For your information! Although the tree is nicknamed "pink", the flowers of the Japanese salmon rhododendron are pink-orange, while other varieties produce white and yellow flowers.

Since Japanese rhododendron is a deciduous tree, as autumn approaches the foliage turns orange, then dries out and falls off.

Due to the abundant flowering, from afar it seems that the tree has absolutely no leaves. The buds are collected in inflorescences reaching a diameter of up to 10 cm. One inflorescence can include up to 12 buds. It begins to bloom at the end of May and continues throughout the summer.


View during flowering

Common varieties

Today, a large number of azalea varieties are known in the world. However, as practice shows, not all of them grow at home.

In modern apartments you can grow azaleas, which come from India (Rhododendron Simsii), as well as from Japan (Rhododendron Obtusum). Let us next consider in more detail the characteristics of each plant from the presented varieties.

Japanese azalea is a plant that often decorates not only window sills in apartments, but also areas of greenhouses, as well as gardens. When growing this specimen in apartment conditions, it, as a rule, does not even reach 60 cm in height.

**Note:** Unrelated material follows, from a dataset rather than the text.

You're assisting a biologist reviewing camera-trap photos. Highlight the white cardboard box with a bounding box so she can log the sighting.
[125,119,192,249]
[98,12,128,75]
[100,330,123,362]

When mature, the Japanese azalea becomes very large, taking on the appearance of a pillow strewn with flowers. A plant of this variety responds well to temperature changes, as well as to pruning and shaping. In modern indoor floriculture, varieties of Japanese azalea such as Melina, as well as Kermesina Alba (pictured below), are very popular.

Speaking about the Indian azalea, it should be noted that plants whose varieties come from such an exotic country are used as the basis for breeding the most beautiful species of the variety in question. When grown indoors, Indian azaleas are small. The height of adult plants, as a rule, fluctuates around 40-60 cm, but in the garden it will turn into a real tree, the height of which can be about 170 cm. The main difference between the Indian azalea and the Japanese one is that it is characterized by larger flowers. The most popular indoor varieties of this species are Stella Maris, Albert-Elizabeth, Knap Hill, Golden Eagle, as well as Knap Hill Sylphides and deciduous Jolie Madame (pictured below).

Let us next consider the features of growing azaleas indoors.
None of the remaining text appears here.